Source code for cubicweb.dataimport.deprecated

# copyright 2003-2015 LOGILAB S.A. (Paris, FRANCE), all rights reserved.
# contact http://www.logilab.fr/ -- mailto:contact@logilab.fr
#
# This file is part of CubicWeb.
#
# CubicWeb is free software: you can redistribute it and/or modify it under the
# terms of the GNU Lesser General Public License as published by the Free
# Software Foundation, either version 2.1 of the License, or (at your option)
# any later version.
#
# CubicWeb is distributed in the hope that it will be useful, but WITHOUT
# ANY WARRANTY; without even the implied warranty of MERCHANTABILITY or FITNESS
# FOR A PARTICULAR PURPOSE.  See the GNU Lesser General Public License for more
# details.
#
# You should have received a copy of the GNU Lesser General Public License along
# with CubicWeb.  If not, see <http://www.gnu.org/licenses/>.
"""Old and deprecated dataimport API that provides tools to import tabular data.


Example of use (run this with `cubicweb-ctl shell instance import-script.py`):

.. sourcecode:: python

  from cubicweb.dataimport import *
  # define data generators
  GENERATORS = []

  USERS = [('Prenom', 'firstname', ()),
           ('Nom', 'surname', ()),
           ('Identifiant', 'login', ()),
           ]

  def gen_users(ctl):
      for row in ctl.iter_and_commit('utilisateurs'):
          entity = mk_entity(row, USERS)
          entity['upassword'] = 'motdepasse'
          ctl.check('login', entity['login'], None)
          entity = ctl.store.prepare_insert_entity('CWUser', **entity)
          email = ctl.store.prepare_insert_entity('EmailAddress', address=row['email'])
          ctl.store.prepare_insert_relation(entity, 'use_email', email)
          ctl.store.rql('SET U in_group G WHERE G name "users", U eid %(x)s', {'x': entity})

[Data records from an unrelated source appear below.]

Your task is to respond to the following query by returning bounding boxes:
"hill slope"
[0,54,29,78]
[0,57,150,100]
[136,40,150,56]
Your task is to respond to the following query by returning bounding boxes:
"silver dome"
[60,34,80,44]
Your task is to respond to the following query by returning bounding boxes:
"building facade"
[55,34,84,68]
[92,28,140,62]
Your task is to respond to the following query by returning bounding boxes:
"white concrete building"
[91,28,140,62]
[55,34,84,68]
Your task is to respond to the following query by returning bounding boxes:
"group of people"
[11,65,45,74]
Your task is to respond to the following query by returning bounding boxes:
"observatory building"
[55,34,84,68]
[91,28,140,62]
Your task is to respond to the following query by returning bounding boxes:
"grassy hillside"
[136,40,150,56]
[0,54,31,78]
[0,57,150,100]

  CHK = [('login', check_doubles, 'Utilisateurs Login',
          'Deux utilisateurs ne devraient pas avoir le meme login.'),
         ]

  GENERATORS.append( (gen_users, CHK) )

  # create controller
  ctl = CWImportController(RQLObjectStore(cnx))
  ctl.askerror = 1
  ctl.generators = GENERATORS
  ctl.data['utilisateurs'] = lazytable(ucsvreader(open('users.csv')))
  # run
  ctl.run()

.. BUG file with one column are not parsable
.. TODO rollback() invocation is not possible yet
"""
from __future__ import print_function

import sys
import traceback
from io import StringIO

from six import add_metaclass

from logilab.common import attrdict, shellutils
from logilab.common.date import strptime
from logilab.common.deprecation import deprecated, class_deprecated

from cubicweb import QueryError
from cubicweb.dataimport import callfunc_every


@deprecated('[3.21] deprecated')
def lazytable(reader):
    """The first row is taken to be the header of the table and
    used to output a dict for each row of data.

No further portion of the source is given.